How many angry drivers do you know? When you drive while stressed or upset, you have a higher likelihood of experiencing road rage. Road rage is not a new phenomenon. In fact, it has been on the rise for a decade. Between 2006 and 2015, fatal road rage incidents climbed 500%.
According to CNN, angry drivers are more likely to tailgate, speed and switch lanes recklessly. You can prevent it, however.

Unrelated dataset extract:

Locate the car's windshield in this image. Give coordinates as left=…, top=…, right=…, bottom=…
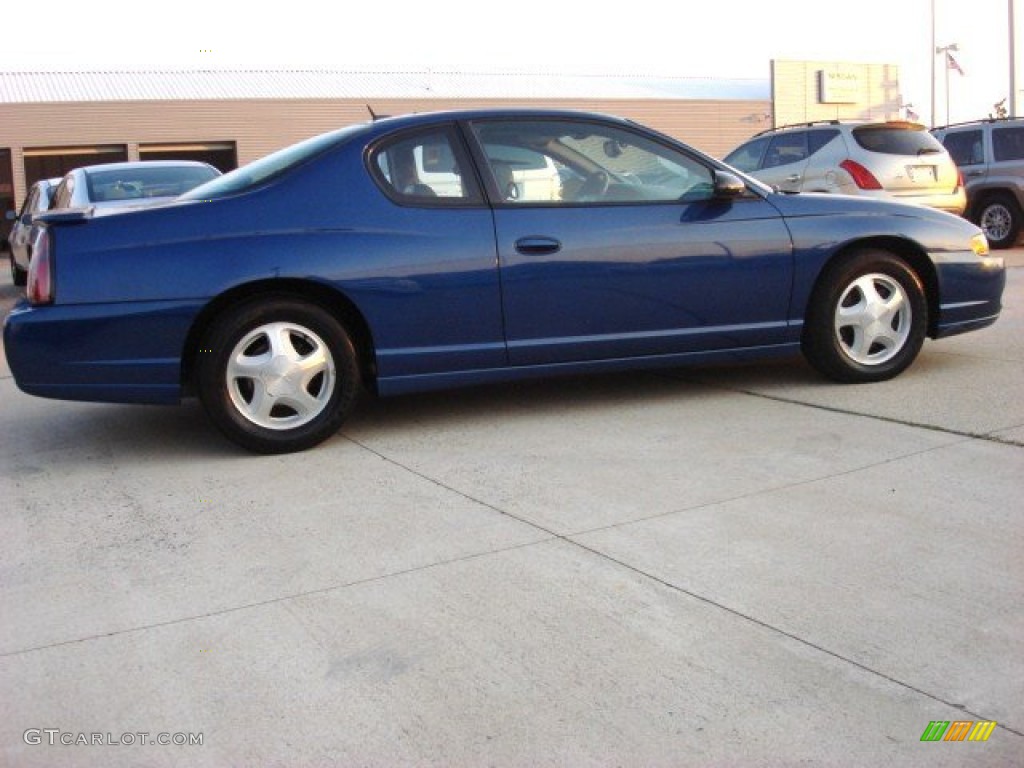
left=181, top=125, right=363, bottom=201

Don’t drive while stressed
Try to control your stress before you sit behind the wheel. Make sure that you have plenty of sleep before driving and prepare for your trips in advance. If you work early, make sure that you plan the night before not to have to rush. When under emotional distress, stay off the road.
Stay as calm as possible
When stressed, staying calm may feel like torture. Do not take another driver’s actions personally. If a driver cuts you off, do not assume he or she did so intentionally. When you let things go, you are less likely to escalate the situation.
Do not react
If an aggressive driver tries to engage with you, do not react. Do not gesture or yell, even if you think he or she has the wrong idea. If you made a mistake, offer a polite wave but do not meet or speak with them. Try to remain at a normal speed and do not stop your vehicle unless you have to. Pay attention to your driving.
If necessary, you can make an emergency call, but only do so if you have emergency calls preset.